Expresó su condolencia a los familiares de las víctimas y empezó a desgranar las cifras anuales del crimen. Luego, sir Paul Condon, en una conferencia de prensa, aseguró ante las cámaras que el CID de Greenwich y el AMIP eran perfectamente competentes y que muchas gracias y que no, que no podían confirmar ni negar que se tratara de una víctima de Harteveld.
Susan bebía su vino pensativamente. Harteveld había vivido sólo a un kilómetro de distancia. Se había estremecido al descubrir que el peculiar coche verde que solía ver aparcado delante del St. Dunstan cuando salía a correr, había sido el suyo. Y ahora esto, otro cadáver.
Las imágenes mostraron una calle de Londres, reconocible como Royal Hill, con tres detectives vestidos de gris llevando una caja amarilla. Luego una toma de un helicóptero, una fugaz pasada sobre los tejados de Malpen Street y luego la repetición de tres fantasmagóricas figuras enfundadas en monos blancos trajinando dentro del cordón policial.
«Con este nuevo asesinato la cifra no oficial de cadáveres se eleva a seis, de los que sólo cuatro han sido identificados. Esta noche, el comisario jefe Days, del departamento de homicidios del sudeste de Londres, se ha negado a confirmar que estuvieran investigando una posible conexión de este nuevo crimen con Toby Harteveld».

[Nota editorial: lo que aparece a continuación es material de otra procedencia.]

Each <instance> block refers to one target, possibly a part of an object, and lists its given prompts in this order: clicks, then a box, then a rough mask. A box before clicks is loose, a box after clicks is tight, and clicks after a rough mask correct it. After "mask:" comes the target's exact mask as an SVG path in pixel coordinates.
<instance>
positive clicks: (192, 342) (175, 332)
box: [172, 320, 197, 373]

De pronto sintió un miedo irracional y cerró la ventana. Un cadáver en Royal Hill. ¿Tan cerca? Sobrecogida, terminó de picar el ajo, consciente de que sus cavilaciones la llevaban más allá de la madreselva de la ventana. Especies chinas, un poco de soja y la carne de cerdo. Se lavó las manos y cogió las llaves del coche de encima del refrigerador. Michael debía de estar esperándola.
Fuera el aire era suave y cálido, la noche olía al jazmín que ya había florecido en el jardín de al lado. Se detuvo un momento. Todo había terminado pensó. Harteveld había muerto y su cuerpo yacía en algún depósito de cadáveres. Ya no había razón para temer nada. La calle tenía el mismo aspecto de todas las noches, las palmeras del jardín de sus vecinos prestaban al aire un aroma a ciénaga como si fuera a oírse el sonido de las cigarras. Nada que se saliera de lo habitual.

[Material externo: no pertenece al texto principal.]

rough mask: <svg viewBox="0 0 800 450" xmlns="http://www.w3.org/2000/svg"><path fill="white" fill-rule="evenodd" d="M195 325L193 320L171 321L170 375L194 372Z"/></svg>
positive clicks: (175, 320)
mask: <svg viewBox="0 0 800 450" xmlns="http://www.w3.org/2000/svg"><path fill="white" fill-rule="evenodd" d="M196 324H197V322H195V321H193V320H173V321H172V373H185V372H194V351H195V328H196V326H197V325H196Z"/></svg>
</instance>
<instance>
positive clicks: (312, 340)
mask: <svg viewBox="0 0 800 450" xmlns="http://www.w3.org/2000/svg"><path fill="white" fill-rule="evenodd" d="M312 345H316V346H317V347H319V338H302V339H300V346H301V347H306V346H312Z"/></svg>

Un coche que no reconoció, francés, tal vez un Peugeot. Vacío.
Quizás esta noche le propondría a Michael que pusieran una alarma en la casa. Se sentiría más segura si él seguía trabajando hasta tan tarde. O un perro. Caminó los pocos metros que la separaban de su Ford Fiesta. Eso sí era una buena idea: un perro.

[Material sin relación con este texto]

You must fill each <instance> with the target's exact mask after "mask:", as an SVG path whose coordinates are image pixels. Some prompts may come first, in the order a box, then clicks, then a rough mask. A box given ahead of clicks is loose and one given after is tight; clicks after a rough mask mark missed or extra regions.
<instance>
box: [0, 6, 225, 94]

Dentro del coche todavía hacía calor después de haber pasado todo el día al sol y despedía un olor penetrante. Su marido tenía la costumbre de dejar durante días enteros su ropa de criquet usada en el maletero.
– Te mataré, Michael -murmuró mientras buscaba la llave del encendido.
Le haría sacar la bolsa y lavar la ropa antes de acostarse y le recordaría que ambos trabajaban y que él tenía que hacer algo por la casa.
Se mordió el labio y se abrochó el cinturón de seguridad. Un perro era una excelente idea. Un bóxer o un doberman. Uno grande y fiero. Podría llevárselo cuando saliera a correr, tal vez con eso lograría que los camioneros que pasaban por Trafalgar Street lo pensaran dos veces antes de meterse con ella. Se inclinó para buscar la llave del contacto bajo la luz de una farola, arrancó y miró por el espejo. Del asiento de atrás se incorporó un hombre. Sonriéndole.